Book Bipolar Expedition

    Book Details:
  • Author : Lori Lane-Murphy
  • Publisher :
  • Release : 2018-08-15
  • ISBN : 9781717979698
  • Pages : 179 pages

Download or read book Bipolar Expedition written by Lori Lane-Murphy and published by . This book was released on 2018-08-15 with total page 179 pages. Available in PDF, EPUB and Kindle. Book excerpt: Imagine living 30 years with the wrong diagnosis. What are the choices you've made that you'd like to go back and change now that you know? Since that's impossible, what have you learned? In the year that Lori received her diagnosis of Bipolar Disorder 2, her life turned upside down and slid into place all at the same time.
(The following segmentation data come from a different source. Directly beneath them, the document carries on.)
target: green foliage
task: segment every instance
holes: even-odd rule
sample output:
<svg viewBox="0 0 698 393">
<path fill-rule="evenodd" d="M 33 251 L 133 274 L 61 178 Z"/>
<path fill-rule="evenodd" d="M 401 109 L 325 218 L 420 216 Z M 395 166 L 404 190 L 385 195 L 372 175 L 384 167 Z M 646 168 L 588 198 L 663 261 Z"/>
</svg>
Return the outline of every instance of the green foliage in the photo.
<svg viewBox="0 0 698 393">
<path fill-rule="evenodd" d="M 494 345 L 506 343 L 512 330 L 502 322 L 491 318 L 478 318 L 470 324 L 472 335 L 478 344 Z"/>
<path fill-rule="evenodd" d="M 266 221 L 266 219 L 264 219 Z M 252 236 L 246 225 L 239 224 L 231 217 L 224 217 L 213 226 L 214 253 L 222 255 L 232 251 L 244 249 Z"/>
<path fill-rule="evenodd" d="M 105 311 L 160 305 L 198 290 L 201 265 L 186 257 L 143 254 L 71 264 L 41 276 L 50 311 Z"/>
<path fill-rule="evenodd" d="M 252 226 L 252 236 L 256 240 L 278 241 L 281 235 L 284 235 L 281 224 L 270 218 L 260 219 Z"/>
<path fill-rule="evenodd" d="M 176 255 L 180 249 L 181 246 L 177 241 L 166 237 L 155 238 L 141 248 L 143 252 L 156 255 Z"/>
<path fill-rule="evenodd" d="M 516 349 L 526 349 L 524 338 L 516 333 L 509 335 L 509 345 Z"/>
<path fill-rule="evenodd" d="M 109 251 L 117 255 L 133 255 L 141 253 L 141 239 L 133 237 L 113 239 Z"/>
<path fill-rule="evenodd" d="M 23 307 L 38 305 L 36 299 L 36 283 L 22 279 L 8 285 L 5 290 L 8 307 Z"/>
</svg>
Bipolar Expedition is Lori's journey looking at her life, past and present through new eyes. Her journey can be painful at times, but also inspiring as she unearths shame, stigma and ultimately, discovers strength.

Book Psychiatric Tales

Download or read book Psychiatric Tales written by Darryl Cunningham and published by Bloomsbury Publishing USA. This book was released on 2011-02-19 with total page 161 pages. Available in PDF, EPUB and Kindle. Book excerpt: Presents in graphic novel format first-person perspectives on the experiences of mental illness, portraying the myths, stigmas, and dynamics of a range of psychiatric conditions.